Unless it doesn't. Las Vegas has plenty of golf courses, and they don't shut down from April to October. Golfers are a special breed of mad dogs in the midday (or is it noonday?) sun, as I think they would confess.



I digress. For whatever the reason, Realcomm was in Chicago this year. To put it briefly, it's a show for property managers, especially office building managers, with an emphasis on the technical aspects of it. During such a trade show, booth duty involves standing behind your company's booth, talking to whomever comes by and takes an interest in your product -- in my case, our magazines, and the company Web site.



Booth duty can have its charms. It really isn't that difficult, and occasionally someone interesting wanders by. The two or so hours I was at Realcomm, only a handful of people stopped at our booth, mainly because attendance at the show seemed fairly low. No one else from my company was around either, so I was pretty much left to my own devices.



I was able to take a close look at the convention program. The attending companies tended to be technically oriented, so I noticed certain patterns in their names. For instance, there were clearly a number of survivors from the late 1990s -- the age of pretentious let's-think-outside-the-capitalization-box names, e.g., iThinKthereForeiAM.com. (Not real, as far as I know, but if I'd had that idea in 1997, I could have gotten venture capital for it.)



Anyway, there were a fair sampling of bollixed capital-letter patterns on the program (these are real examples, at this show): a la mode inc. (ice cream for office workers?) and manageStar. I won't complain too loudly about these, since my own organization uses GlobeSt.com, but I'm glad that particular fad has run its course. At least I hope it has -- NB the example of the ridiculously named marchFIRST, which went bust in a big way here in Chicago a couple of years ago.



Also, there were cutesy-pie misspellings, such as Convergint Technologies; familiar-sounding word distortions, such as Xceligent; and the mandatory lower case i- prefix, in this case an outfit called iTendant Inc. And to think, these companies probably paid real money to consultants for these confections, which will be as dated as Liberty Cabbage in a very short time.

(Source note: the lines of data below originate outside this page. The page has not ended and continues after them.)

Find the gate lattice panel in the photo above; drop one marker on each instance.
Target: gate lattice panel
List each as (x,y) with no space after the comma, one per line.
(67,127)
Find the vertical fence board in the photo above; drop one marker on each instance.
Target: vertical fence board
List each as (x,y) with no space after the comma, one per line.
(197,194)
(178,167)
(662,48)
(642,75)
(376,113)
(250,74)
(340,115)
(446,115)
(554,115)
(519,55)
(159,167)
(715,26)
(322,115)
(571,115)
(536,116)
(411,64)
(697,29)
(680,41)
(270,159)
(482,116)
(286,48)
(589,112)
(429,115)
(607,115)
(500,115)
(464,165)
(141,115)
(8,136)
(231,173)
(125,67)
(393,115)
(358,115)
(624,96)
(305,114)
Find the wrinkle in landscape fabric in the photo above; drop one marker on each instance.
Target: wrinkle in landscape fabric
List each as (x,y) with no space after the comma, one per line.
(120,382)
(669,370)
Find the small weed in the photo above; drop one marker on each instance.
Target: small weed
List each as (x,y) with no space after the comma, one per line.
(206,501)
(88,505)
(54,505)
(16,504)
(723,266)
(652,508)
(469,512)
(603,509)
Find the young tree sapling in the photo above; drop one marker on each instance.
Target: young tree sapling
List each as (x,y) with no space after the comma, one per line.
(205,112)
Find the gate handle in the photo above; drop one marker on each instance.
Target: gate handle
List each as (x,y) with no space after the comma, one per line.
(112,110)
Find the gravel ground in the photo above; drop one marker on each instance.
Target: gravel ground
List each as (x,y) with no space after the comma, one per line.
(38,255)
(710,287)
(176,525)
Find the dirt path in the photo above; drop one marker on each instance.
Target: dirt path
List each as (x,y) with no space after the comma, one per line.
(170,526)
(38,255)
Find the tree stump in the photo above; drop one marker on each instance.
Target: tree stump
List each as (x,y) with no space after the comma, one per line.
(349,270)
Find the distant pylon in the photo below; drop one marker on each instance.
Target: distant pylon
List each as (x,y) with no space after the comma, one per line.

On the whole, the show was a bore, and that's saying something, since I'm difficult to bore. But when it was over, about 4:45, the saving grace kicked in. I got to walk the length of Navy Pier. For those unfamiliar with the pier, it juts into Lake Michigan from downtown Chicago a good quarter-mile or so. In the mid-90s, the City of Chicago fostered a redevelopment of the pier that transformed it from a seldom-visited, decaying relic, to the top tourist draw in the entire state of Illinois, featuring a large array of mostly family-friendly diversions, part outdoors, a good many indoors. Also, it has a relatively small amount of convention space (a gnat's worth, compared to the elephantine McCormick Place).



Occasionally, I miss the decaying relic, since it had some charm. I recall going there only twice in the late '80s, once to see a live broadcast of a live radio show WBEZ no longer produces, at the ballroom at the tip of the pier; and another time to see parts of the AIDS Quilt on display under the pier's enormous empty shed.



But on the whole, the redevelopment works well as a destination, and has interesting spots for most any temperament. This time I wandered through the Smith Stained Glass Museum, which is free, and seems to have been expanded considerably since the last time I visited last year. It has a remarkable collection of stained glass, all of it made in Chicago -- a major center of stained glass production from the mid-19th century to the mid-20th, it turns out.



It was a good way to take the edge off a dull show. Too many people would have jumped in a cab and been done with it.